Kelebihannya : mempunyai ruang lingkup yang luas, dapat mengapresiasi
berbagai ide dan melihat Al-Qur’an secara lebih lebar sehingga dapat
memahaminya secara komprehensif.
Kekurangannya : Kelemahan pendekatan tafsir bi al-ra’y bisa terjadi ketika
terjebak atau secara tidak sadar mufassir mengungkap petunjuk berdasarkan ayat
yang bersifat parsial, sehingga dapat memberikan kesan makna Al-Qur’an tidak
utuh dan pernyataannya tidak konsisten.
c. Tafsir bi al-Isyarah/ tafsir Isyarah
menurut istilah tafsir isyari adalah suatu upaya untuk menjelaskan kandungan Al-
Qur’an dengan menakwilkan ayat-ayat sesuai isyarat yang tersirat dengan tanpa
mengingkari yang tersurat atau zahir ayat (al-Zahabi, 1976: 352).

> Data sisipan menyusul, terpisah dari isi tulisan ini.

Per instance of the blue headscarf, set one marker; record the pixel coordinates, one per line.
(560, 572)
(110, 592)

B. Metode Penafsiran Al-Qur’an
Adapun yang dimaksud dengan metode penafsiran adalah cara yang dilakukan
dalam menafsirkan Al-Qur’an. Cara ini meliputi teknis penyusunan, sistematika,
ruang lingkup dan hal-hal terkait lainnya. Cara yang telah dilakukan para
mufassir ini beragam, sehingga membentuk metode yang beraneka. Lebih
jelasnya, berikut dipaparkan jenis metode penafsiran berikut contohnya :
a. Metode Tahlili (Analitis) Metode tahlili adalah suatu metode dalam
menjelaskan ayat Al-Qur’an dengan cara menguraikan ayat demi ayat, surat
demi surat, sesuai tata urutan dengan penjelasan yang cukup terperinci sesuai
dengan kecenderungan masing-masing mufassir terhadap aspek-aspek yang
ingin disampaikan.
b. Metode Ijmali (Global) Metode ijmali adalah sebuah metode dalam
menjelaskan ayat Al-Qur’an dengan cara mengemukakan makna secara global
dengan bahasa yang ringkas supaya mudah dipahami.
c. Metode muqaran adalah metode menjelaskan ayat-ayat Al-Qur’an dengan
membandingkan dengan ayat lain yang memiliki kedekatan atau kemiripan
tema namun redaksinya berbeda.
d. Metode maudhu’I atau metode tematik. Metode ini berupaya menjelaskan
ayat-ayat Al-Qur’an dengan mengambil suatu tema tertentu.
C. Kesimpulan
Menafsirkan Al-Qur’an adalah upaya yang tidak sederhana, sangat ketat bahkan
cenderung berat. Dengan berbagai prasyarat kualifikasi yang harus dimiliki
mufassir, Al-Qur’an dengan sendirinya menyeleksi orang yang berhak
menyingkapnya.
Dalam Menafsirkan Al-Qur’an Seorang Mufassir harus memiliki beberapa
disiplin ilmu seperti ilmu al-Qur’an, Ilmu Hadits, Ilmu Bahasa Arab
3. Konsep/Teori/Istilah Pada modul yang Memiliki Perbedaan dengan Pengetahuan Awal
Anda (Miskonsepsi)
Belum memahami perbedaan penafsiran bi ro’yi dan penafsiran bi riwayah dalam hal
ini say masih bingung karena didalam penafsiran bi ro’yi adakalanya seorang mufassir
mencantumkan riwayat-riwayat hadits atau penafsiran bi riwayah dimana seorang
mufassir menjelaskan atau berijtihad yang berlandaskan riwayat hadits, atsar sahabat
atau tabiin.
4. Konsep/Teori/Istilah Pada Modul yang masih Sulit Anda Pahami atau Membutuhkan
Penjelasan Lebih lanjut (Sebagai Bahan Diskusi)
Bagaimana dengan penafsiran bi ro’yi yang didalamnya tidak mengutip sumber hukum
dalam kata lain seluruhnya hasil dari ijtihadnya?
Bagaimana penafsiran al-Quran bebas seperti contoh sesoarng yang menafsirkan al-
Qur’an dengan ro’yi tapi.
Belum memahmai betul tentang jenis metode penafsiran al-Qur’an, dalam hal ini saya
kurang memahami apakah seorang mufasssir dalam menafsirkan al-Quran menggunaka
salah satu jenis metode penafsiran atau menggabungkan atau mengkolerasikan
beberapa metode.
5. Setelah Membaca Modul, Apa yang Anda Harapkan/ yang akan Anda Lakukan di/pada
tempat Anda bekerja saat ini ?
Saya harap saya bisa memahami secara mendalam pendekatan dalam menafsirkan al-
Quran serta mampu memebedakan pendekatan tafsir bil Ro’yi , bil Isyari maupun Bi
Riwayah. Selain itu saya juga memahami bagaimana metodologi apa saja dalam
menafsirkan al-Qur’an. Dan mampu memahami jenis metode penafsiran al-Qur’an.